Redisons d'abord ce dont il s’agit : Nicolas Sarkozy, en 2011, avait créé cet impôt pour dissuader les entrepreneurs de quitter la France, en taxant à 30% les plus-values latentes -c’est-à-dire potentielles- sur le transfert de leur entreprise, surtout en Belgique et dans la Silicon Valley. 

Aux yeux d'Emmanuel Macron, le signal a été désastreux et des jeunes créateurs préfèrent créer directement leur entreprise Outre-Atlantique sans s’installer du tout en France, par crainte de ne plus pouvoir bouger. C'est vrai, on connaît des exemples. En fait, on peut débattre à l’infini des raisons des départs d’entrepreneurs (personnelles, volonté d’aller là où cela se passe dans la tech par exemple, évasion fiscale). 

En revanche ce qui semble certain, c’est que cette exit tax a fait un flop. Un peu plus de 60 millions d’euros seulement seraient rentrés dans les caisses de l’Etat depuis six ans,  selon Bercy -et cela sera vérifié. Soit 15 millions par an, beaucoup moins que les centaines de millions escomptés au départ ou sur le papier. 

Bref, c’est un micro sujet économique et fiscal, ce n’est pas l’ISF.

Mais le président lui donne une forte portée symbolique...

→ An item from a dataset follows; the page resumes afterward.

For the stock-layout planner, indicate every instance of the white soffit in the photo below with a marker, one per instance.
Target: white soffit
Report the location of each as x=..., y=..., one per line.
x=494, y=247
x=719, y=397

C’est frappant et disons-le étrange. Il fait cette annonce dans le magazine américain Forbes, connu pour son classement des fortunes. Il le fait en pleine grève de la SNCF. 

Alors, on entend son raisonnement économique : pour redistribuer de la richesse, il faut d’abord la créer et l’attirer ici. Et il faut bien que les Français se demandent pourquoi la croissance ici est inférieure à celle de la zone euro. OK, d'accord. On devine aussi sa logique politique : avancer à fond tant qu’il n’y a pas d’élections pour que des résultats soient là quand elles arriveront. OK, là encore. Macron assume, parle cash, disrupte. En clair, il fait exprès. 

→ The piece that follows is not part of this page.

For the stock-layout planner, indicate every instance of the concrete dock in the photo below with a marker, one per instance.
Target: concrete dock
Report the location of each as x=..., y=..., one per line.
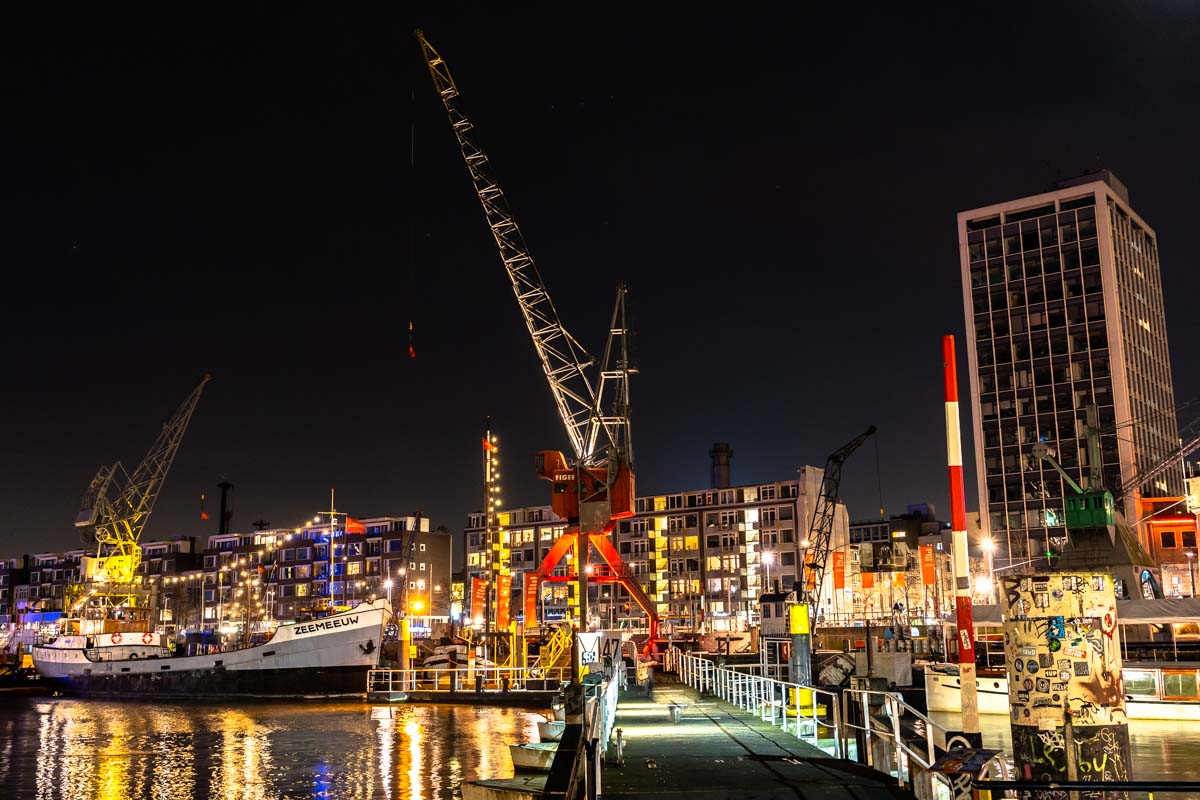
x=718, y=751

Mais honnêtement on ne comprend pas le gain politique et l’efficacité de cette annonce maintenant en dehors d’un zeste de provoc. Car les Etats-Unis et certains pays européens ont une exit tax. Car les polémiques sur le pouvoir d’achat des retraités sont encore tièdes. Car les taxes sur l’essence grimpent. Car les prélèvements obligatoires ont atteint leur plus haut historique en 2017. 

Pour le reste, on attend naturellement désormais que le président soit aussi cash, précis et pressé sur d’autres sujets comme le sauvetage des hôpitaux ou le plan pauvreté.